Dopo il 1907, l’intera famiglia si trasferì presso la vicina Corigliano. Intanto erano nati i fratelli Achille, Renato, Enrico. Successivamente verranno alla luce Teresa, Antonio e Giovanni (scomparso nel 1976, nell’immediato secondo dopo guerra fondò a Milano la mitica casa motociclistica “Parilla”).
A Corigliano, Angelino – come tutti lo chiamavano – fu un diligente studente. Nel 1915, probabilmente, si trasferì a Mantova – ospite degli zii e della nonna – per frequentare il R. Istituto tecnico “Pitentino”. La famiglia si trasferì tutta nella città lombarda il 19 agosto 1916. Ma i Parrilla non restarono uniti per molto. Appena l’anno dopo, Giuseppe, a 51 anni, fu costretto nuovamente ad emigrare. Questa volta negli Stati Uniti, a Brooklyn. Era accompagnato da Achille, il secondogenito. Qualche anno dopo saranno raggiunti anche da Enrico.
Angelino era un ragazzo semplice, appassionato di calcio (membro dell’Unione sportiva studentesca), e di chimica, dove eccelleva; un ragazzo che scorrazzava con la bici per le vie di Mantova. Anche al fronte i compagni di scuola gli rammentavano la «cara chimica», oltreché «le allegre risate fatte insieme e le genialità». Naturalmente aveva la sua “bella”, alla quale dalla trincea scriverà spesso e a lungo.

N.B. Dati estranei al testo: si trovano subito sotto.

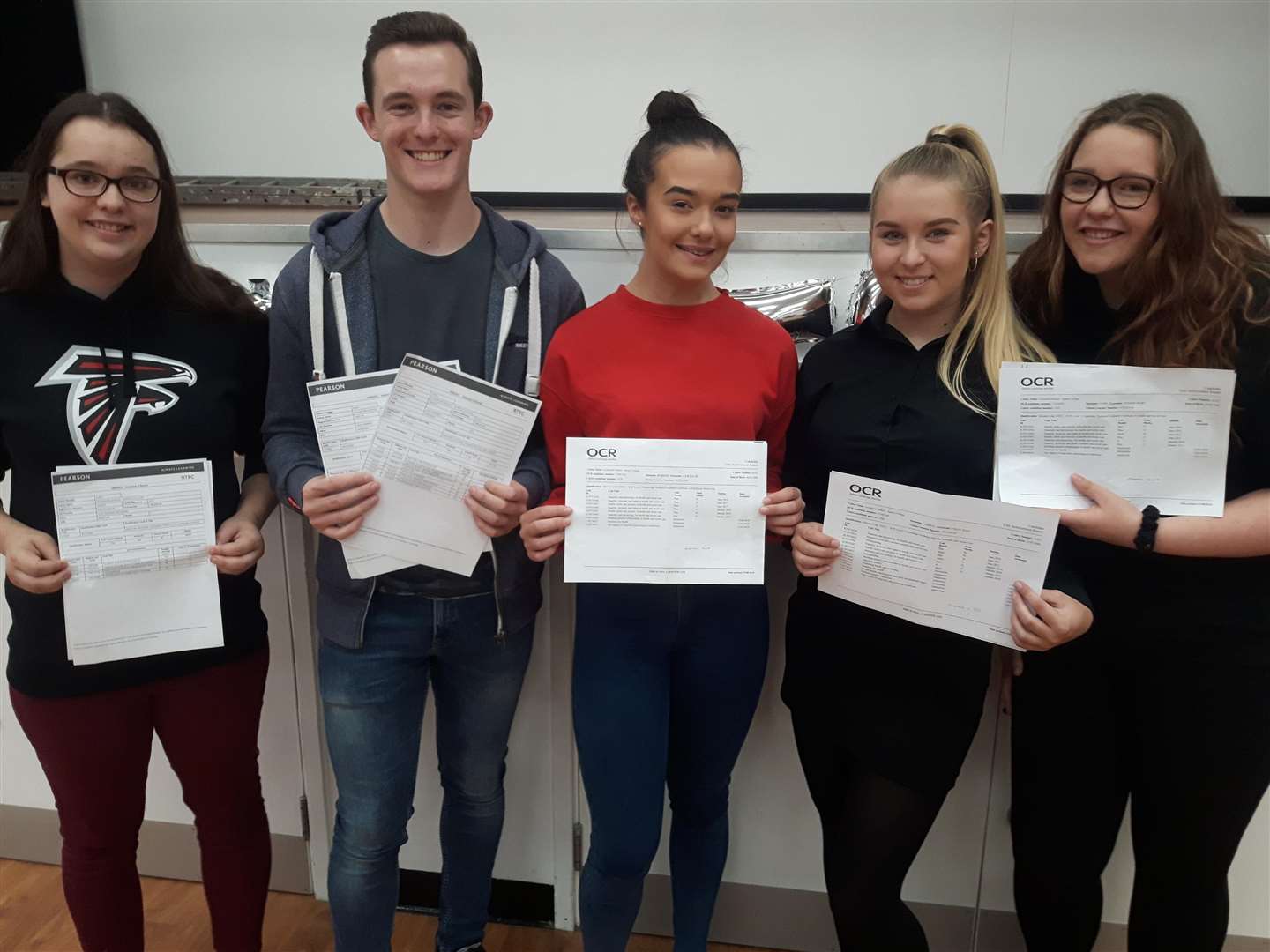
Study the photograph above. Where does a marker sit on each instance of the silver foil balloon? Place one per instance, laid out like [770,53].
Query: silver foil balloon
[799,306]
[865,296]
[805,309]
[259,291]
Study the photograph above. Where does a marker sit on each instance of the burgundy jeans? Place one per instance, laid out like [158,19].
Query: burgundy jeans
[95,752]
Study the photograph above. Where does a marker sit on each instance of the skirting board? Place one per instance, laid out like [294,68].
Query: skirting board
[165,850]
[799,920]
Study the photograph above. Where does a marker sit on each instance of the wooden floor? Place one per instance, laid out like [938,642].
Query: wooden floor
[34,918]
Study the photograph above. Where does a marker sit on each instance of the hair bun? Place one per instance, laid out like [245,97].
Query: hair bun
[669,106]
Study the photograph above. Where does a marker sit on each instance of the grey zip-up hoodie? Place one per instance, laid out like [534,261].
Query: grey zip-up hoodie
[522,265]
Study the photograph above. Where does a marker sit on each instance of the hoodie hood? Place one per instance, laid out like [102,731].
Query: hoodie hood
[340,239]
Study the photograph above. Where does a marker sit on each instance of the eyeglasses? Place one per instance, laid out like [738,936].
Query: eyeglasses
[90,184]
[1124,190]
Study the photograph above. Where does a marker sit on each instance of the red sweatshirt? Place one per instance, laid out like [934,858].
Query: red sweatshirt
[629,368]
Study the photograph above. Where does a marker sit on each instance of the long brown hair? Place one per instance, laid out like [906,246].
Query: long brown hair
[987,323]
[28,253]
[1191,288]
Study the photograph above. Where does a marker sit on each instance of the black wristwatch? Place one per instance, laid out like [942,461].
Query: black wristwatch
[1146,539]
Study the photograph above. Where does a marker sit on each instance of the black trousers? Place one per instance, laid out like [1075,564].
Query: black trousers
[873,828]
[1183,735]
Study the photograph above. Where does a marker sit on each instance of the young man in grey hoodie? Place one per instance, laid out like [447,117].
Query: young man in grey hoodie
[429,271]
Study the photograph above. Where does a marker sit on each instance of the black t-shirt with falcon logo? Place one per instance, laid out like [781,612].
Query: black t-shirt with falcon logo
[86,381]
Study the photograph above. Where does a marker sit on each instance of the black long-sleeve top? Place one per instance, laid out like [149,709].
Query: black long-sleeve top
[871,404]
[905,698]
[1169,603]
[192,389]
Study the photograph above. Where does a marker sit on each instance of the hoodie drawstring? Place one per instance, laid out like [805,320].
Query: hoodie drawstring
[317,319]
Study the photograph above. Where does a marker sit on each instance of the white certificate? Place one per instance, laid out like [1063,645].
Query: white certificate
[938,560]
[666,510]
[1151,435]
[136,537]
[346,414]
[439,433]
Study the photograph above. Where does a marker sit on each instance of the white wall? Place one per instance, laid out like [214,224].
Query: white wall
[818,94]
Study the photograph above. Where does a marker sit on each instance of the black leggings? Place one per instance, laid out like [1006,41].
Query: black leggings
[1186,735]
[873,829]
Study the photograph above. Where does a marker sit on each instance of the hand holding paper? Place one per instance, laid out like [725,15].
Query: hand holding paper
[938,560]
[1147,435]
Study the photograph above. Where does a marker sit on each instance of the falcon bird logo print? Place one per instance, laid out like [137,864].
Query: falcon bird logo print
[97,427]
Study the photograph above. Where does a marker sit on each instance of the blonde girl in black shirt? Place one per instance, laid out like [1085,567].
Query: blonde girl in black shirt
[120,348]
[884,710]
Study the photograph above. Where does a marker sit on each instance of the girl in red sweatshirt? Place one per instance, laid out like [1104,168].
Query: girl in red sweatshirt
[666,677]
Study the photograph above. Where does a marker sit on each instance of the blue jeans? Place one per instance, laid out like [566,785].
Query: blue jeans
[666,680]
[372,701]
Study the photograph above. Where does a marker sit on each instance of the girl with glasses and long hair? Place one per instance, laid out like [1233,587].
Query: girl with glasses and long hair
[884,709]
[666,678]
[1166,703]
[121,349]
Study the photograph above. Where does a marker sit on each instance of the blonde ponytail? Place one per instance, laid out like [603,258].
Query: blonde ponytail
[987,322]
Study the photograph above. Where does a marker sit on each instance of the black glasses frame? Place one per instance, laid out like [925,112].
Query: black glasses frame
[108,181]
[1108,184]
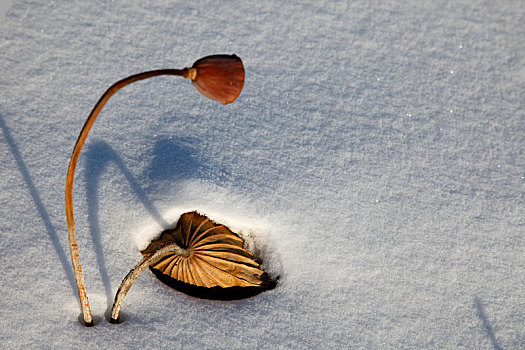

La Grande Guerra infuriava. A metà del 1917 fu chiamata la classe 1899. Ma Angelino non aspettò la cartolina rosa. Nei mesi precedenti aveva manifestato le sue tendenze interventiste, come gran parte degli studenti del tempo. Subito dopo aver terminato la terza tecnica (con promozione alla quarta classe – sezione agrimensura), nell’aprile del 1917 si arruolò volontario, recandosi a Parma per frequentare la Scuola d’Applicazione di Fanteria. Il padre non condivise la sua scelta. Il mese dopo, nella presa di Monte Cucco, cadde Achille Catalani, cugino di Angelo. La morte del congiunto impressionò enormemente l’allievo ufficiale, tant’è che promise allo zio Ermanno, fratello della madre, di vendicare la morte del giovane parente.
Il Corso ufficiali terminò in settembre. Il 4 ottobre 1917 fu nominato Aspirante ufficiale di complemento e assegnato al Deposito Fanteria Mantova (reggimenti 113° e 114°). Immediatamente raggiunse il suo reggimento (113°), stanziato sull’Altipiano di Asiago. Si trovò al fronte durante la disastrosa ritirata di Caporetto (24 ottobre-11 novembre 1917). L’intera classe ’99 fu inviata, in fretta e furia, in trincea ed effettivamente costituì il nerbo della resistenza. Il compagno di scuola, Primo Bosoni, gli scriveva: «Ora tu, caro Angelo, sei lì in un posto dove non ci sarà tanto da ridere, ma certamente riderai, dando botte da orbi ai porcissimi austriaci… La grave ritirata da noi compiuta, ma ora da 7 e 8 giorni i bollettini = Diaz sono buoni. Il 99, W il 99, si distingue nella resistenza e tu sarai fiero d’appartenere a questa classe e sicuramente tu ne sei un degno figlio. W L’ITALIA! W IL 99!».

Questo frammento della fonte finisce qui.